Submit that story to Newsweek's "My Turn" feature. It is amazing!

Hollyween said...

Like Nancy, I've used the word to express my inability to do something but never as an insult to someone else. I need to try harder though. I have a severely handicapped and mentally retarded nephew. And he is SO special to me.

katri said...

A well written post for sure.

Thanks for the reminder that the "r" word used as slang is just not nice. You daughter looks adorable. I know you feel totally blessed with your lovely family.

Maybe I shouldn't mention it... (cause I don't want to call anyone a name... ) but a "friend of Dorothy" someone who is gay. There are lots of other ones that they used in Clueless as well, but I don't want to come across as snide.

I really like your blog. Your topper is so cute!

calibosmom said...

Thanks for the reminder! I find that this word sometimes escapes my lips and I will think twice before it happens again. I don't want to pass on ugly, bad habits to my children. PS next time tell those people it offends you and why...I know I appreciate it when others are lovingly honest with me-it helps me be a better person. Or you could just kick them with your boot!

Rochelleht said...

This didn't really bother me in "Ethan, the early years". But as I have watched him grow and now have Derick, I have completely abolished it from my vocabulary. I don't get super angry when people use it, because they really don't know what they are doing, but I always cringe.

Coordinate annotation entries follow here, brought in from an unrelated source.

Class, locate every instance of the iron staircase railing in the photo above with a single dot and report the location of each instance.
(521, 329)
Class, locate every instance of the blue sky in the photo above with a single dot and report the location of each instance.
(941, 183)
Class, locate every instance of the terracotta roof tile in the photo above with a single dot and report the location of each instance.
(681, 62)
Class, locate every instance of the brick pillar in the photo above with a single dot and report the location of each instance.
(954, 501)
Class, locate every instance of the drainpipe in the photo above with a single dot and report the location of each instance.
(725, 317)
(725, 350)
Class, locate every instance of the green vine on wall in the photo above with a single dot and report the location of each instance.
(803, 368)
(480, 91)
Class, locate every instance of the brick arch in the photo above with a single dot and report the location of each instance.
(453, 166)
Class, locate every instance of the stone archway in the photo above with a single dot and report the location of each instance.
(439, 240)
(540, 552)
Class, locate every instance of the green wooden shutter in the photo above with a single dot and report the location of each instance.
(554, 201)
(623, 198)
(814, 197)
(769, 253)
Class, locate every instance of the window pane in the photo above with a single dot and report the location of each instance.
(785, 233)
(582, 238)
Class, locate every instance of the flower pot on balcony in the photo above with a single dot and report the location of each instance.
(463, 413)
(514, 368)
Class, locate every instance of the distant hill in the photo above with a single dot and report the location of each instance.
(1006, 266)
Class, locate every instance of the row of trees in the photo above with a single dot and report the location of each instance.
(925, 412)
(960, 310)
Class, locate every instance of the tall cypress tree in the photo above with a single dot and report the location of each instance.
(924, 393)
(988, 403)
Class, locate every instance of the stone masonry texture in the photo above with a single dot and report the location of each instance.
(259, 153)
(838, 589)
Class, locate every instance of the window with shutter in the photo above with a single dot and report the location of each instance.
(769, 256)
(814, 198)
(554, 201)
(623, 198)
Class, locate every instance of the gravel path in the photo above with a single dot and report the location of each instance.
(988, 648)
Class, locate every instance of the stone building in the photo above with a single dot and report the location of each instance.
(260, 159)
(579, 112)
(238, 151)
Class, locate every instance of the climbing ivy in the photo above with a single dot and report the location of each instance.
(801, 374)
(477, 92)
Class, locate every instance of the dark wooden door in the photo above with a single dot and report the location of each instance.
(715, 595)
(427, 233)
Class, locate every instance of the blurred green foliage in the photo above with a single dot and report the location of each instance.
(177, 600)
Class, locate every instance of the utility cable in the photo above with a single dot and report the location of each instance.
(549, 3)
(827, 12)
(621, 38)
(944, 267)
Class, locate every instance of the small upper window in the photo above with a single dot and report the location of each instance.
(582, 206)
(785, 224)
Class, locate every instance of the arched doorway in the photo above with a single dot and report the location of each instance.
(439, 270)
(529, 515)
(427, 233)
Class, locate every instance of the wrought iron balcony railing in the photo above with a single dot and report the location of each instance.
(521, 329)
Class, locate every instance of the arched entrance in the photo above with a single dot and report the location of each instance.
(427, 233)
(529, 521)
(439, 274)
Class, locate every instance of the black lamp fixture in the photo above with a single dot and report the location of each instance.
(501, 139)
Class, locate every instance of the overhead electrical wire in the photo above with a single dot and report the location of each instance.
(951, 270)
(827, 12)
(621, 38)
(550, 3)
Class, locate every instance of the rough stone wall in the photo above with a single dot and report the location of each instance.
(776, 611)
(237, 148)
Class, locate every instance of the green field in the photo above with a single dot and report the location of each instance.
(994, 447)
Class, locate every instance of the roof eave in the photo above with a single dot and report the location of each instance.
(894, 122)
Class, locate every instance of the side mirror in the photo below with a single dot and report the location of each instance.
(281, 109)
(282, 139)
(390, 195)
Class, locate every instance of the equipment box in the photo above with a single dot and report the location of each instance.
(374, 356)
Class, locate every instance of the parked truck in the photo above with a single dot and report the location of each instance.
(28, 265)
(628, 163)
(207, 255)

People tack the word 'tard' onto the back of other words and I just think it is ridiculous.

Another that bothers me is 'spaz'. My son is spastic and he does have his hand up close to his chest, and he isn't a caricature.

Anonymous said...

I loved what you wrote!!! Miss you!!!!-----josiegirl

RoeH said...

I just came across your blog from..... now I can't remember..read too many this morning. I just wanted to tell you what a great post this is and so in need of telling. I HATE the term 'retard' used as a slam. It has always made me cringe. And so unfair to beautiful people as your daughter. What a great mom she has! Anyone using it that way should be told what they are doing. Does fear make us not step up? The world has become so insensitive.

Thanks for letting me read your blog. It's a great one.

Marie said...

I feel the need to apologize and confess that I too have used retard as slang. The crazy thing is I love being around retarded people. I enjoy their company. I feel comfortable with them and I don't mean it as an insult to them when I use the term, but now I see how wrong this is. How immature of me to be so ignorant. It will be a bad habit to break and I will definitely watch my mouth. Thanks for the reprimand. It could've easily been me who offended you today if you lived in MO, which you don't. I'm so sorry! I repent. Your daughter Rachel is beautiful and wonderful and sometimes, I've realized we "normal" people can be so UGLY inside. Today...I will be a better person. Thanks again.